Parco dei Castelli Romani: approvato il piano di assetto dopo 25 anni

Dopo 25 anni di attesa l'Ente Parco dei Castelli Romani ha approvato il suo piano di assetto, su cui cittadini e istituzioni potranno presentare le loro osservazioni per quaranta giorni prima della presentazione alla Regione Lazio. Associazioni e ambientalisti plaudono al nuovo piano, mentre i sindaci sono pronti a bloccarlo.

Venticinque anni fa, nel 1984, veniva fondato il Parco Regionale dei Castelli Romani con l’intento di tutelare il paesaggio del vulcano laziale e ci sono voluti altrettanti anni di gestazione per avere il primo piano di assetto del parco, una sorta di grande piano regolatore per la tutela ambientale del territorio. Dopo un iter di un paio di mesi, il piano è finalmente a disposizione dei cittadini e delle istituzioni che potranno nei prossimi quaranta giorni presentare le proprie osservazioni prima della presentazione alla Regione Lazio.
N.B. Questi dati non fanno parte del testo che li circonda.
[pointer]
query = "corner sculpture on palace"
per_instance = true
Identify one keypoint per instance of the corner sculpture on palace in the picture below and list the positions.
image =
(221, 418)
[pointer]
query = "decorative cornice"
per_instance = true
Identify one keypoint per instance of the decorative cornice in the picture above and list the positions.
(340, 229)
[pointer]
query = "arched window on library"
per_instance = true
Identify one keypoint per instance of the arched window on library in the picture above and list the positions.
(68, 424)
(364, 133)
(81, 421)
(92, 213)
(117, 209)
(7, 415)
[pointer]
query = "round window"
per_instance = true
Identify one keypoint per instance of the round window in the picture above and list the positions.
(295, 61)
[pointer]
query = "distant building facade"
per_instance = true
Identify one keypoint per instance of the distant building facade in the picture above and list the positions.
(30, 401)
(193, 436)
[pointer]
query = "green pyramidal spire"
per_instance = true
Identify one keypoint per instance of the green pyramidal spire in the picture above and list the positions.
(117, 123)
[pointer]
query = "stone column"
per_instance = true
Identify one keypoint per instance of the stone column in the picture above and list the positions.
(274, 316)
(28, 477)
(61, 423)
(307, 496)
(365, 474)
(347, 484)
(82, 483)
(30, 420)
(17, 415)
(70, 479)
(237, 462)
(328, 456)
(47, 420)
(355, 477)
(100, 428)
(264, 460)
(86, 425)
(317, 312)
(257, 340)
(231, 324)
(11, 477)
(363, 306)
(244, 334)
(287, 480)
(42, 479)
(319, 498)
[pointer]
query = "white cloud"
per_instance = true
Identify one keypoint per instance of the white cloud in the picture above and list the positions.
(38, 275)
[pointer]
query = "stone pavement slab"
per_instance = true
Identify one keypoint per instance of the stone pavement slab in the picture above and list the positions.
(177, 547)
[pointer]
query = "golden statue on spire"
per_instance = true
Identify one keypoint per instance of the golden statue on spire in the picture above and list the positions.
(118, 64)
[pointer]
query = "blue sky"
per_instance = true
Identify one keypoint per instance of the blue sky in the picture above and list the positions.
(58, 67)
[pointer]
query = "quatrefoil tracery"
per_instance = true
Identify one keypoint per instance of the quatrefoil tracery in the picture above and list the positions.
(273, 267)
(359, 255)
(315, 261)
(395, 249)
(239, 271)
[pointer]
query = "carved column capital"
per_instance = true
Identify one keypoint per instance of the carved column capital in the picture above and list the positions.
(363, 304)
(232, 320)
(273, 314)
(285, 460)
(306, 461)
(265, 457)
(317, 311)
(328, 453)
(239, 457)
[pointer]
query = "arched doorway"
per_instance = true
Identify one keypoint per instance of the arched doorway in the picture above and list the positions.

Con il piano d’assetto il Parco ha tutti gli strumenti necessari per il suo funzionamento insieme al regolamento delle attività compatibili con la gestione del parco ovvero il  Programma Pluriennale di Promozione Economico e Sociale che va ad aggiungersi al regolamento delle attività nei bacini lacuali.

Il Presidente dell’Ente Parco Gianluigi Peduto commenta così il traguardo quasi raggiunto dopo un percorso lungo venticinque anni:  “Il Parco sta per portare a termine il percorso di costruzione del Piano di due strumenti che garantiscono una gestione pianificata del territorio e che rappresentano un traguardo molto importante per i Castelli Romani, soprattutto perché arriva dopo molti anni dall'istituzione di questa area naturale protetta”.

Le associazioni ambientaliste e la Consulta delle associazioni del Parco plaudono al nuovo piano e mettono soprattutto in luce che nei venticinque anni trascorsi le amministrazioni comunali hanno perseguito politiche di espansione edilizia, mostrandosi incapaci di elaborare piani alternativi di sviluppo e compromettendo purtroppo ampie zone, nello stesso arco di tempo ci sono stati anche tre condoni edilizi che hanno ulteriormente alimentato l’edilizia abusiva persino su terreni demaniali.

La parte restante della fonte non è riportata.